The ruling Liberal Democratic Party (LDP) and the largest opposition Democratic Party (DP) agreed on Nov. 2 to delay a vote on bills related to the Trans-Pacific Partnership (TPP) trade deal, after the agriculture minister came under fire for calling an earlier controversial remark on the bills a joke.
The two parties had agreed to hold a vote on the set of bills during a Nov. 2 House of Representatives TPP special committee meeting and its plenary session on Nov. 4, but the latest decision has cast a shadow of uncertainty over the voting schedule.
Speaking at a gathering for fellow LDP lawmakers on the evening of Nov. 1, Agriculture, Forestry and Fisheries Minister Yuji Yamamoto said, "I almost got fired (from my ministerial position) the other day for making a joke (about pushing the TPP-related bills through the Diet)."
The comment caused a backlash from opposition parties, prompting LDP Diet Affairs Committee chairman Wataru Takeshita and his DP counterpart Kazunori Yamanoi to hold a meeting the following day, in which Takeshita told Yamanoi that the vote would be postponed.
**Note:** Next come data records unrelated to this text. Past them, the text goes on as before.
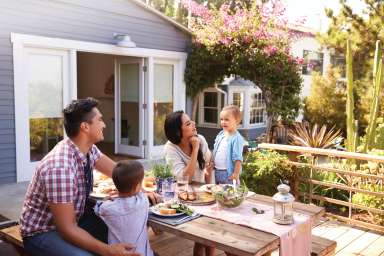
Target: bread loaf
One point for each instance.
(167, 211)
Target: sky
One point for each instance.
(313, 10)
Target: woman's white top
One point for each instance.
(178, 160)
(221, 155)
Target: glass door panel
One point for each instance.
(163, 100)
(129, 114)
(42, 89)
(45, 89)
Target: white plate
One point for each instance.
(156, 210)
(205, 188)
(96, 195)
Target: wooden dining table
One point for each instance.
(233, 238)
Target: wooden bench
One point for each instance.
(12, 236)
(320, 246)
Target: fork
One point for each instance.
(186, 217)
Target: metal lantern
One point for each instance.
(283, 205)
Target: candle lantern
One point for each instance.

The DP and three other opposition parties -- the Japanese Communist Party, Liberal Party and Social Democratic Party -- have agreed to demand Yamamoto's resignation over the matter.
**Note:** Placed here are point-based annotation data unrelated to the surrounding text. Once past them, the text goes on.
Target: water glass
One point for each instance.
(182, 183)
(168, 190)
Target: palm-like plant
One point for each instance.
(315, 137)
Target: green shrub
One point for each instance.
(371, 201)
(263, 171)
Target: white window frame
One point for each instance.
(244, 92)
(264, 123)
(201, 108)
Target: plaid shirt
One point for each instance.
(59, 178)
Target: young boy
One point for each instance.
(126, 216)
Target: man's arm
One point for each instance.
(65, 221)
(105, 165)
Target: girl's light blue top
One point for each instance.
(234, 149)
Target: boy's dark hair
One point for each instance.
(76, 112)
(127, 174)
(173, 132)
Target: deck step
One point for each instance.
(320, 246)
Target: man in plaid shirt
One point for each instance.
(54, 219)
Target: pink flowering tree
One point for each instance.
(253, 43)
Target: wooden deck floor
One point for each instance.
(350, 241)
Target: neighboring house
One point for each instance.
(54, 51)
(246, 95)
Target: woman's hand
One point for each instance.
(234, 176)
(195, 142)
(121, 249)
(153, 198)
The agriculture minister told the Nov. 1 gathering that he was given a warning by former Prime Minister Yoshiro Mori on the phone over a comment he made on Oct. 18 at a party for LDP member Tsutomu Sato, chairman of the lower house Committee on Rules and Administration. During that party Yamamoto had stated, "Mr. Sato will decide whether (the TPP-related) bills will be railroaded through the Diet." He retracted the Oct. 18 comment the following day at the special committee's meeting of directors after opposition parties slammed him over the gaffe. Yamamoto added at the Nov. 1 gathering, "I shouldn't make any more unnecessary remarks."
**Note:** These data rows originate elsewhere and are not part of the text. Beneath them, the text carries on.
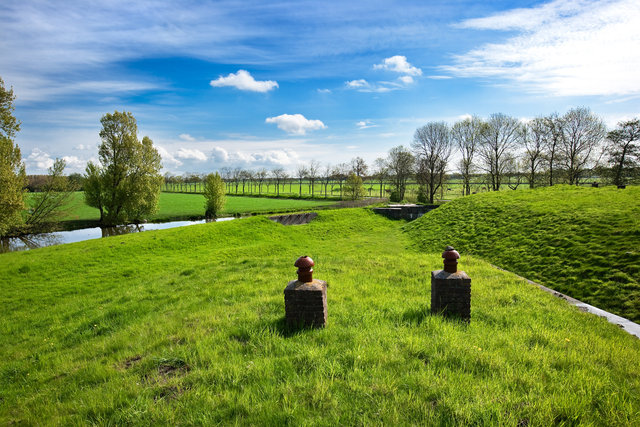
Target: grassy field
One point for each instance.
(186, 326)
(173, 206)
(584, 242)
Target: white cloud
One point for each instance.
(39, 159)
(191, 154)
(244, 81)
(399, 64)
(295, 124)
(168, 159)
(360, 83)
(74, 163)
(565, 48)
(364, 124)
Yamamoto apologized to Chief Cabinet Secretary Yoshihide Suga on the phone later on Nov. 1. Suga told him to be careful with his words because the TPP issue is at a delicate stage. Prime Minister Shinzo Abe, who received the information on the agriculture minister's comment while he was dining with Foreign Minister Fumio Kishida and others, appeared unhappy with Yamamoto's latest gaffe.